Map of life expectancy at birth from Global Education Project.

Thursday, July 28, 2005

The truth is out there . . .

Revere, a while back, described the conference on "Scientific Evidence and Public Policy," sponsored by the Project on Scientific Knowledge and Public Policy, which took place in March 2003. The wheels of justice may grind slow, but the wheels of scientific publishing grind at least as slowly. Papers from the conference have just been published in a special issue of the American Journal of Public Health. I'm kind of an old fashioned guy, so intrigued as I was by Revere's post, I waited for the dead tree version to arrive in my mailbox.

As it turns out, despite the title of the conference, the major focus of the papers is not policy making by the executive and legislature so much as it is expert testimony in civil litigation. Nevertheless many of the same issues arise in all contexts. How are laypersons -- judges, juries, elected officials, political appointees overseeing regulatory agencies -- to evaluate the validity of scientific claims, and the implications of those claims for legal judgments or policy choices?

The papers mostly concern litigation in which large corporations are being sued for damage allegedly caused by toxic exposures to workers, consumers or the general public. These defendants have vast financial resources which they use to disparage the work of scientists whose findings tend to support the plaintiffs, to create an exaggerated impression of scientific uncertainty, and to create an illusion of scientific controversy where little or none exists. Of course we see this in regulatory and lawmaking contexts as well, such as the oil industry and its employees in the White House denying the reality and/or significance of global warming caused by burning fossil fuels.

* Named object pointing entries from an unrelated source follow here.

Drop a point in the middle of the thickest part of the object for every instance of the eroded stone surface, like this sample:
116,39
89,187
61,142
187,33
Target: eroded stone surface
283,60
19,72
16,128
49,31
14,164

Unfortunately, contrary to what seems to be the popular belief, there is no simple description of valid "scientific method," no simple screen for good vs. bad science, no paper strip that turns pink when a scientific conclusion is justified, and blue when it is not. This problem is troubling to me because I am very averse to any tyranny of expertise. The notion that we should all accept a conclusion because a distinguished panel of the National Academy of Sciences pronounces is as repugnant to me, in some ways, as the notion that we should accept pronouncements by the Pope, or the long-dead biblical scribes. Indeed, many people do not see any evident difference between the two propositions and they think of science as just another religion; so why is evolution to be privileged above creationism?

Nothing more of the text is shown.